Present: After 60 years, Okka Magadu escapes from their prison and reaches India. Whereat he experiences the contrast between virtual & reality. Satyanarayana is delighted to know such a man of the mark as his grandfather. Further, Okka Magadu retrieves the ill-gotten gains of chief minister from the Swiss bank and endows them to human welfare organizations. Thus, the livid chief minister planned the killing and forged it as a protest to protect Okka Magadu. He announced blood money for victims, accelerating massive suicides out of poverty. It is inevitable for Okka Magadu's famous appearance before the open court at a stadium between giant applause. On the spot, Okka Magadu exposes the diabolic shade of chief minister and produces the outlaws who are supposed to be slain by him before the judiciary. At last, all the criminals, including chief minister, plan to cross the borders on a flight that crashed by Okka Magadu. After a while, a reporter moves to Sarada, and she proclaims that he will be back. Finally, the movie ends with showing Okka Magadu walking between the mountains by the side of the exploded aircraft.

==Production==
The project was announced on 9 August 2006. Director Y. V. S. Chowdary got the title Okka Magaadu from a song composed by M. M. Keeravani for the film Seetayya (2003). After registering the title, Chowdary began developing a screenplay tailored for a "hero worshipping" film. He believed that Nandamuri Balakrishna was "the only hero who could do justice" to the role and presented the screenplay to him during the post-production of Devadasu (2006). Chowdary said he would have scrapped the project if Balakrishna had turned it down. Chowdary described the film as a "South Indian spicy meal".

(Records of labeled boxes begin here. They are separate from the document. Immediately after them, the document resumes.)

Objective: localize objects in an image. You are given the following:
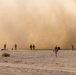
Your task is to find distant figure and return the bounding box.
[58,47,60,50]
[4,44,6,50]
[33,44,35,50]
[54,46,60,57]
[12,48,13,50]
[72,45,74,50]
[14,44,17,50]
[30,44,32,50]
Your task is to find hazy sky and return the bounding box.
[0,0,76,49]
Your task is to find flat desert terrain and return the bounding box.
[0,50,76,75]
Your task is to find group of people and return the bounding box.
[30,44,35,50]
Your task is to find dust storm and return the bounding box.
[0,0,76,49]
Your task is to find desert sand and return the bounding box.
[0,50,76,75]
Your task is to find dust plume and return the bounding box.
[0,0,76,49]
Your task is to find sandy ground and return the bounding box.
[0,50,76,75]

Filming began in December 2006, but only three songs were completed in the following four months. After a hiatus, shooting resumed in April 2007 and completed in December that year. The film was shot in various locations, including Australia, Malaysia, Rayalaseema, Rajahmundry, and Hyderabad. The old aged looks of Balakrishna and Simran were designed by Eeswar, and the team went to the United States for 20 days to consult with make-up technicians. Applying the makeup took four hours, and removing it took one hour for Balakrishna.

==Soundtrack==

Music composed by Mani Sharma. Lyrics were written by Chandrabose. The music was released on 21 December 2007.

Track-List
| No. | Title | Singer(s) | Length |
|---|---|---|---|
| 1. | "Okka Magaadu" | Rita, Bhargavi | 5:41 |
| 2. | "Devadi Deva" | Vijay Yesudas, Ranjith | 5:47 |
| 3. | "Nanu Paalinchaga" | Mallikarjun, Rita | 5:04 |
| 4. | "Aa Aaa Ee Eee" | Rahul Nambiar, Janani Madhan (Jey) | 4:58 |
| 5. | "Ammatho" | Naveen, Anushka Manchanda | 4:57 |
| 6. | "Rey" | Rita | 4:37 |
| 7. | "Pattuko Pattuko" | S. P. Balasubrahmanyam, Chitra | 4:53 |
| Total length: |  |  | 35:57 |

==Release==
Okka Magaadu was released in theatres on 11 January 2008.

===Critical reception===
Critic from Sify gave an unfavourable review, stating it to have "silly graphics, non-serious getups of Balakrishna, confused first half, monotonous screenplay and mediocre direction". However, he said that the songs were a "good watch", except for the last song.